A string of events including the Light Night, Same But Different, The Rising and Atmosphere festivals are all now under threat after a funding snub for Worcester.

The festivals were described as making Worcester a 'destination city' - but may now fall by the wayside because the city is no longer classed as a ‘priority’ for arts funding.

Worcester was among the first five towns and cities to benefit from the initial round of the government’s ‘cultural development fund’ four years ago which financed the bulk of the work to convert some of the city’s railway arches into new cultural hubs.

The fund helped stage the festivals to coincide with the multi-million-pound renovation of the arches and supported other projects such as the Worcester Carnival, Worcester Mela, Worcester Music Festival and Love the Arbo.

Worcester News:

Cllr Jabba Riaz, who helped organise the city’s first-ever Mela festival in 2022, now wants to lobby for more money to make sure the festivals continue to go ahead.

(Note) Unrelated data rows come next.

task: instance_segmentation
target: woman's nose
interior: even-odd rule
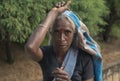
[[[65,40],[65,35],[62,33],[62,34],[60,34],[60,38],[59,38],[59,40],[61,40],[61,41],[64,41]]]

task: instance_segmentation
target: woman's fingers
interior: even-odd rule
[[[68,81],[69,80],[69,76],[67,72],[65,72],[62,68],[56,68],[56,70],[53,72],[53,75],[56,81]]]

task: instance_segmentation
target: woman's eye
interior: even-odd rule
[[[65,31],[65,34],[66,34],[66,35],[68,35],[68,34],[70,34],[70,33],[71,33],[70,31]]]

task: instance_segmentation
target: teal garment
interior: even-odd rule
[[[80,29],[80,19],[72,12],[69,10],[66,10],[63,15],[69,17],[75,24],[77,29]],[[94,42],[92,37],[88,35],[87,31],[82,31],[87,45],[89,45],[95,52],[96,55],[93,55],[93,63],[94,63],[94,81],[102,81],[102,56],[101,52],[99,51],[99,48],[97,44]]]

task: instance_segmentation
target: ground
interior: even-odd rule
[[[100,43],[104,67],[120,59],[120,40],[110,43]],[[24,52],[23,46],[11,46],[15,62],[8,64],[3,45],[0,45],[0,81],[41,81],[41,68]]]

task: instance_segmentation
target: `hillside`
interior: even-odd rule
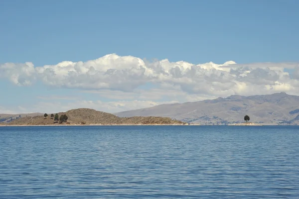
[[[269,95],[231,96],[183,103],[162,104],[147,108],[117,113],[121,117],[169,117],[200,124],[229,124],[250,121],[264,124],[299,124],[299,97],[285,93]]]
[[[53,113],[55,114],[55,113]],[[68,117],[66,122],[61,123],[54,121],[48,114],[47,117],[34,116],[21,117],[8,123],[7,125],[184,125],[181,121],[161,117],[120,117],[112,114],[89,108],[72,109],[57,113],[60,117],[65,114]]]

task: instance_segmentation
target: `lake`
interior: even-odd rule
[[[1,199],[298,199],[299,126],[0,127]]]

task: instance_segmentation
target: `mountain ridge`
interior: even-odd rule
[[[281,92],[266,95],[232,95],[225,98],[160,104],[115,114],[119,116],[167,116],[202,125],[242,123],[244,116],[248,114],[258,123],[297,125],[299,124],[297,113],[299,114],[299,96]]]
[[[57,113],[58,118],[65,114],[66,121],[55,121],[55,117],[37,115],[20,117],[1,125],[186,125],[186,123],[165,117],[136,116],[120,117],[111,113],[90,108],[77,108]]]

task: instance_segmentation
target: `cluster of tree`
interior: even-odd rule
[[[15,117],[15,118],[13,118],[13,117],[4,117],[0,119],[0,122],[6,121],[7,123],[9,123],[12,121],[14,120],[15,119],[21,118],[21,117],[22,116],[21,116],[21,115],[19,115],[19,116],[17,116],[16,117]]]
[[[247,122],[247,121],[249,121],[250,120],[250,118],[248,115],[246,115],[244,116],[244,120],[246,121],[246,122]]]
[[[47,113],[45,113],[44,114],[44,116],[46,117],[48,116],[48,114]],[[68,119],[68,117],[65,114],[60,115],[60,117],[59,117],[59,116],[57,113],[56,113],[55,115],[54,114],[51,114],[51,117],[54,117],[54,121],[60,121],[61,122],[66,122],[67,120],[67,119]]]

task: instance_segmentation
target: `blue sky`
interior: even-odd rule
[[[298,7],[295,0],[0,1],[0,84],[5,97],[0,98],[0,113],[78,106],[114,112],[234,94],[296,95]],[[99,60],[91,75],[86,73],[90,65],[76,70],[69,63],[63,72],[53,66],[110,54],[125,66]],[[145,62],[136,65],[132,57]],[[188,75],[191,67],[176,63],[180,61],[196,65],[197,75]],[[213,65],[229,61],[237,63],[230,66],[237,68],[239,76]],[[29,75],[26,62],[33,70],[52,65],[51,75],[64,77],[49,81],[44,72],[32,70]],[[292,63],[289,68],[286,63]],[[160,69],[153,69],[154,64]],[[257,68],[267,77],[257,76]],[[107,75],[112,70],[114,75]],[[71,71],[76,74],[65,77]],[[231,82],[221,82],[219,73]]]

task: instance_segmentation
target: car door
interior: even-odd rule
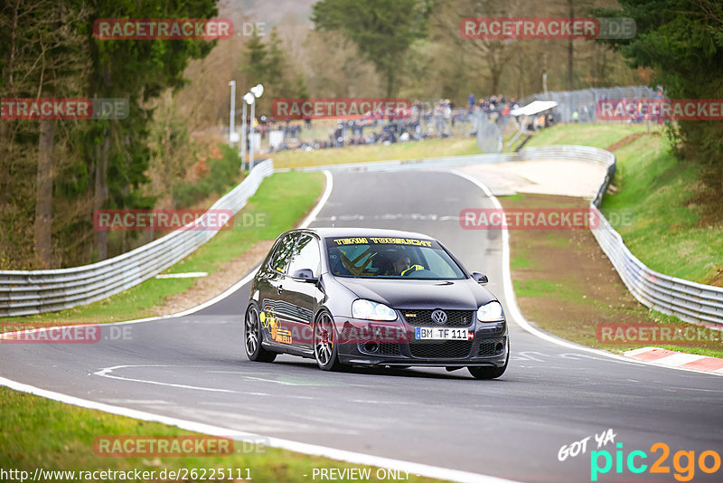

The former mayor said Worcester was a “little city with a limited record” in hosting high-profile festivals and the “trailblazing” arts funding helped put the city on the map.

“We have become a destination city and we cannot let the hopes and dreams of thousands disappear,” he told councillors in the Guildhall earlier this week.

Worcester News:

Cllr Lynn Denham, the leader of the council’s Labour group, said the festivals had given a “voice and identity to some of our communities for the first time.”

“We don’t want these events and the Arches festivals to fade into a distant memory,” she said.

The city actually played host to a ‘celebration’ of the government-funded projects with the Guildhall chosen as the venue for a recent meeting between dozens of national arts organisations and cultural experts.

“You can imagine the surprise, and the irony, that when we were highlighting the brilliant success of the programme in Worcester, that I discovered that Worcester was to receive no further funding from the Arts Council as it was not deemed a ‘priority’ place,” Cllr Riaz added.

Cllr Chris Mitchell, the Tory leader of the city council, said he was ‘happy to send a letter’ to lobby for more money, and while everybody was disappointed by the snub, the funding promised was always “time-limited” and the festivals needed to be self-sufficient to continue.

Cllr Mitchell instead took glee in the council’s Labour leader and deputy leader praising the government for awarding the money in the first place.

“We’re more than happy to support writing a letter to lobby for additional funding, because we see the value in it but, of course, this money has never come before so we should be thankful to the Conservative government for what they’ve given to us,” he said.